First off, I got work! Hold for applause… no? All right. There is one thing about the job that’s a bit troublesome, though. The commute. I’m on transit three hours a day, sometimes three and a half when the trains and buses are particularly slow or traffic hits. Most of my friends have expressed their condolences on the trip already, but I don’t see too much of a problem with it.
After all, I have a laptop.
In the mornings, I write. Every morning. Just like they say you’re supposed to. I get on the skytrain at the ungodly early hours of the morning, open up the laptop and have my very own little solo transit write in. It’s a good forty-five minutes of writing in the morning. I can work on new stuff, rewrite old stuff or just babble.
Honestly, though, I do find myself babbling in the mornings more than anything else. While I do try to write something I can use, sometimes my brain doesn’t have that kick start yet. And then there are mornings like this one, where I am coherent enough to write something that might actually be seen by another living human.
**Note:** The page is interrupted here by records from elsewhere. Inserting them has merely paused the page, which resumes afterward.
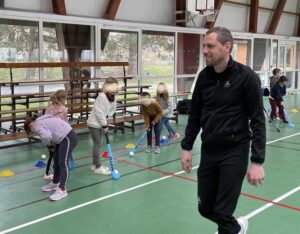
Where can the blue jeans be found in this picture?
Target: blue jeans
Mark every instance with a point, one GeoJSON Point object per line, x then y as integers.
{"type": "Point", "coordinates": [165, 121]}
{"type": "Point", "coordinates": [156, 132]}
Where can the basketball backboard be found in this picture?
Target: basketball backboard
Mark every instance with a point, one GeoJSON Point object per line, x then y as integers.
{"type": "Point", "coordinates": [196, 6]}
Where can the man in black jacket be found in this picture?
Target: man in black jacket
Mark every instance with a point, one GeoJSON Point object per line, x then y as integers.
{"type": "Point", "coordinates": [227, 106]}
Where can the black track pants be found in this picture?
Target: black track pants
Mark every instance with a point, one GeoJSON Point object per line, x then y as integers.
{"type": "Point", "coordinates": [220, 177]}
{"type": "Point", "coordinates": [61, 159]}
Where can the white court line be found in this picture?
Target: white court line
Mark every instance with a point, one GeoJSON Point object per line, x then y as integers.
{"type": "Point", "coordinates": [278, 199]}
{"type": "Point", "coordinates": [140, 186]}
{"type": "Point", "coordinates": [88, 203]}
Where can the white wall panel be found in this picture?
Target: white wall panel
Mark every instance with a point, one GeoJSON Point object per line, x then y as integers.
{"type": "Point", "coordinates": [147, 11]}
{"type": "Point", "coordinates": [233, 17]}
{"type": "Point", "coordinates": [264, 18]}
{"type": "Point", "coordinates": [35, 5]}
{"type": "Point", "coordinates": [91, 8]}
{"type": "Point", "coordinates": [286, 25]}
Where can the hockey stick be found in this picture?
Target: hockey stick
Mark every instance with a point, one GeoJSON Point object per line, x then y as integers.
{"type": "Point", "coordinates": [278, 130]}
{"type": "Point", "coordinates": [114, 173]}
{"type": "Point", "coordinates": [132, 151]}
{"type": "Point", "coordinates": [291, 124]}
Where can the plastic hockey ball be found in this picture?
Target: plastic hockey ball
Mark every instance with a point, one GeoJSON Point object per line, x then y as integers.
{"type": "Point", "coordinates": [115, 174]}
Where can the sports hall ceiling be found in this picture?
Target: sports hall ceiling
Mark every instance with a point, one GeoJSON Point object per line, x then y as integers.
{"type": "Point", "coordinates": [280, 17]}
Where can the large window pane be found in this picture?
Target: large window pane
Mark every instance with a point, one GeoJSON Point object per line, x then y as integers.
{"type": "Point", "coordinates": [261, 55]}
{"type": "Point", "coordinates": [241, 51]}
{"type": "Point", "coordinates": [119, 46]}
{"type": "Point", "coordinates": [275, 53]}
{"type": "Point", "coordinates": [188, 53]}
{"type": "Point", "coordinates": [158, 59]}
{"type": "Point", "coordinates": [290, 63]}
{"type": "Point", "coordinates": [19, 43]}
{"type": "Point", "coordinates": [68, 43]}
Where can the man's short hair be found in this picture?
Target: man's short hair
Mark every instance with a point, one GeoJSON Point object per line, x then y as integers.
{"type": "Point", "coordinates": [275, 71]}
{"type": "Point", "coordinates": [223, 35]}
{"type": "Point", "coordinates": [282, 79]}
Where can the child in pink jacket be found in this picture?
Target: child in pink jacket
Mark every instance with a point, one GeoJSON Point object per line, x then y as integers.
{"type": "Point", "coordinates": [57, 109]}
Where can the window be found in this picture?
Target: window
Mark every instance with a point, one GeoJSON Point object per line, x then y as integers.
{"type": "Point", "coordinates": [19, 43]}
{"type": "Point", "coordinates": [119, 46]}
{"type": "Point", "coordinates": [158, 59]}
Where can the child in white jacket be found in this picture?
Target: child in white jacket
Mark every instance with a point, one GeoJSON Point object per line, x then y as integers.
{"type": "Point", "coordinates": [104, 105]}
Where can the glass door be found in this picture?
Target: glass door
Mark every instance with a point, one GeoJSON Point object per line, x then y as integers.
{"type": "Point", "coordinates": [284, 58]}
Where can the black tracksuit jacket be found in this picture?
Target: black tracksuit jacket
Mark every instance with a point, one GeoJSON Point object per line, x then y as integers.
{"type": "Point", "coordinates": [226, 106]}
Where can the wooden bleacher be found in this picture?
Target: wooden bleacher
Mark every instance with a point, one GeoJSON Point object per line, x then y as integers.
{"type": "Point", "coordinates": [16, 114]}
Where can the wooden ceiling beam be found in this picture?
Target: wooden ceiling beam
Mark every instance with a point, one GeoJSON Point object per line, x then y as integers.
{"type": "Point", "coordinates": [276, 16]}
{"type": "Point", "coordinates": [180, 13]}
{"type": "Point", "coordinates": [112, 9]}
{"type": "Point", "coordinates": [59, 7]}
{"type": "Point", "coordinates": [298, 27]}
{"type": "Point", "coordinates": [218, 4]}
{"type": "Point", "coordinates": [253, 16]}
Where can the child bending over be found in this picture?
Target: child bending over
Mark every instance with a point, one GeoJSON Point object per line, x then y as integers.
{"type": "Point", "coordinates": [60, 138]}
{"type": "Point", "coordinates": [162, 96]}
{"type": "Point", "coordinates": [152, 114]}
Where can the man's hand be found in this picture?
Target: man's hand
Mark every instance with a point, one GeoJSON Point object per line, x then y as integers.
{"type": "Point", "coordinates": [52, 148]}
{"type": "Point", "coordinates": [255, 174]}
{"type": "Point", "coordinates": [186, 161]}
{"type": "Point", "coordinates": [105, 130]}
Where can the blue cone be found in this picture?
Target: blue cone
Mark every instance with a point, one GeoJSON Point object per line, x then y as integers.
{"type": "Point", "coordinates": [40, 164]}
{"type": "Point", "coordinates": [71, 165]}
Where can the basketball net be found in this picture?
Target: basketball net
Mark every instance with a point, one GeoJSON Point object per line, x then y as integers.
{"type": "Point", "coordinates": [209, 14]}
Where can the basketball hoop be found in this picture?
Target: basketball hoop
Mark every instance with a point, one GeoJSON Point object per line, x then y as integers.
{"type": "Point", "coordinates": [210, 15]}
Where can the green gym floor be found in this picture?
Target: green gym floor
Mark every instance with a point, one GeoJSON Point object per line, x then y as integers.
{"type": "Point", "coordinates": [153, 195]}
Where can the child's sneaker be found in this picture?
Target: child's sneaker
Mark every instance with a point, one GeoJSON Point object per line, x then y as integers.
{"type": "Point", "coordinates": [50, 187]}
{"type": "Point", "coordinates": [59, 194]}
{"type": "Point", "coordinates": [175, 136]}
{"type": "Point", "coordinates": [148, 149]}
{"type": "Point", "coordinates": [157, 150]}
{"type": "Point", "coordinates": [103, 170]}
{"type": "Point", "coordinates": [48, 177]}
{"type": "Point", "coordinates": [243, 222]}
Other mornings I’ve worked on developing story concepts so that they make sense. Some of them I can’t make sense of while fully awake, so it works out wonderfully. I’ve spent a lot of mornings getting the details of a project figured out. My comic project (one of them) is just about ironed out to plot. Which, I have to admit, is really exciting.
Last week I wrote Xombie at last. It’s not actually on my to do list of writing, but I’ve been wanting to write it for a while anyway. It’s a lovely little story in the Syndicate series about – well, I guess you can find out when it actually comes out.
And then there’s the benefit all this transit has on Transit, that story I’m writing in a decade when I think I’ll be ready to write it. That story takes place mostly on transit told from the half perspective of someone who is on the trains and buses all the time. This is all excellent research for that one.
I am still trying to figure out my evenings, but my mornings are working out pretty well so far. And the new job is something I won’t be talking too much about, so don’t expect work rants in the future. In the mean time, however, I still have several stops and I think I know a story that needs details ironed out.